You say that you have all these reforms that have been in place over the last half a decade. They have not delivered for the employees. It is not a safe workplace for the employees. I just go back to the defibrillator case where the commissioner said on the ABC that yes, it was adding to stress levels inside the ESA. But you said, “No, nothing wrong here.” And then you were the one who took the bushfire preparedness report from the Auditor-General and said it was a ringing endorsement. She said you broke the law. In answer to the questions I have asked about holding you accountable, you have said that tomorrow you will table the statement of capability that the strategic bushfire management plan has lacked for years—again, mismanagement from this minister of this incredibly essential service to the people of the ACT.

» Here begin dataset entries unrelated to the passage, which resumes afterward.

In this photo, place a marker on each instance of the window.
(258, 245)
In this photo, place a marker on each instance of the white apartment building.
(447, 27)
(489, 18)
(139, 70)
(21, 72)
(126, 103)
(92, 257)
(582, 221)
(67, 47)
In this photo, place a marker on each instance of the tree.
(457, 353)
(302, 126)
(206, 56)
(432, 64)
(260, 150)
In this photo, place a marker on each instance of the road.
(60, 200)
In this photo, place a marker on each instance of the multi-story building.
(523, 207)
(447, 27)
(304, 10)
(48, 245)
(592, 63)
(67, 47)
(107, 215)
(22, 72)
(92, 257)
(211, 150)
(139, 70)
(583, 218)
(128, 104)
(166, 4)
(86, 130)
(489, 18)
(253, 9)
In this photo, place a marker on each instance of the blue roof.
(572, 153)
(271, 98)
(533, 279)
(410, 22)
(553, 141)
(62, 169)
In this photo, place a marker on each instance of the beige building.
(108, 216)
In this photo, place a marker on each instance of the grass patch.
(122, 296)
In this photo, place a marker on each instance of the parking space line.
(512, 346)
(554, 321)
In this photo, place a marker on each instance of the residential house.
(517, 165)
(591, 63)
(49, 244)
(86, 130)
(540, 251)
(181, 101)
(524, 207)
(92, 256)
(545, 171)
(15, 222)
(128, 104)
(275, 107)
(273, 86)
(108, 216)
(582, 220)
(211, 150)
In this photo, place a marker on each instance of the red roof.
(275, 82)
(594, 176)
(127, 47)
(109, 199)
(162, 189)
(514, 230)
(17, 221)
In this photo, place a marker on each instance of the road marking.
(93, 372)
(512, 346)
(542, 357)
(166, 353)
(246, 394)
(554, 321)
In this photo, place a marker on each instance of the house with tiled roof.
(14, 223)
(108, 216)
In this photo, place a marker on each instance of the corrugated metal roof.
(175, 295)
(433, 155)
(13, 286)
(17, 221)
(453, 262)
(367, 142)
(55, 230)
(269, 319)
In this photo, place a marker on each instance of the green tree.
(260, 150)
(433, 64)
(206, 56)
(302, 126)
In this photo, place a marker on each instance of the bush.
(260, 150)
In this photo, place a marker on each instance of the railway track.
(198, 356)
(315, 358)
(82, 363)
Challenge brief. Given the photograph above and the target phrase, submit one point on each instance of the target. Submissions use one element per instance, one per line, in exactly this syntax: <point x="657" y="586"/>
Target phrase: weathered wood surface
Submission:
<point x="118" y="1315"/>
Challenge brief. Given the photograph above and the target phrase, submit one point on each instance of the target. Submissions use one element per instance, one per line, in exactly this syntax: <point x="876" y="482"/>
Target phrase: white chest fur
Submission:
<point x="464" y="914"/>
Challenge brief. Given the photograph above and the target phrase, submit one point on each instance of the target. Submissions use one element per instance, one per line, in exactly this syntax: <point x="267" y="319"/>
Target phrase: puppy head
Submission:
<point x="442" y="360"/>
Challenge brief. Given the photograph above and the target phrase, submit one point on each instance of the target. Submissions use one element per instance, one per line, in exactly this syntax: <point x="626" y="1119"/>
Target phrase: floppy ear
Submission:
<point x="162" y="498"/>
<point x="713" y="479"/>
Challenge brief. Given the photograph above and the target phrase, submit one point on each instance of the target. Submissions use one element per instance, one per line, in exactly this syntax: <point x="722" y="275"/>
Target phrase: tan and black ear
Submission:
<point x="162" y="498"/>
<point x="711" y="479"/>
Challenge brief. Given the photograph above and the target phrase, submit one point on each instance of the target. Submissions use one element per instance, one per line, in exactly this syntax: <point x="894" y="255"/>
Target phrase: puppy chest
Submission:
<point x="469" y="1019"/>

I think the employees deserve better. We did not hear a single word from the minister. No wonder the UFU dissociated themselves from the ACT ALP before the last election. We did not hear a single word about the concerns the staff, the fire and rescue staff, who work at the control centre have raised—not a word, just glossed over that. “I have put the new fire station somewhere else.”

Forget about what is going on now, forget about the damage that you are doing to individuals or allowing to occur to individuals, minister, because you have been reckless or irresponsible in performing your duties. This is why it should be outside the JACS portfolio. You have used JACS as a buffer. You have used JACS to distance yourself—

MADAM SPEAKER: Mr Smyth, could you address the chair please.

MR SMYTH: Through you, Madam Speaker, the minister has distanced himself from the ESA portfolio, and that is what is leading to these problems. These are not things that I just thought up, minister. I know you would like to have people think that this is some sort of illusion, that this is some sort of creation of mine. But these are issues that are brought to me—I say this through you, Madam Speaker—from the staff. It is the staff that have raised it. It is from members of Fire and Rescue, the Ambulance Service, the State Emergency Service and the RFS—and I will read the litany one more time—who have concerns about first responder medical pay and training, which the minister has not addressed, who want to know what the draft terms of reference for the capability review were and why it was never carried out, who have commented to me on the effectiveness of cross-crewing and who have told me they need a second Bronto. But no, he gets his filtered versions through JACS. And he says, “Not so.”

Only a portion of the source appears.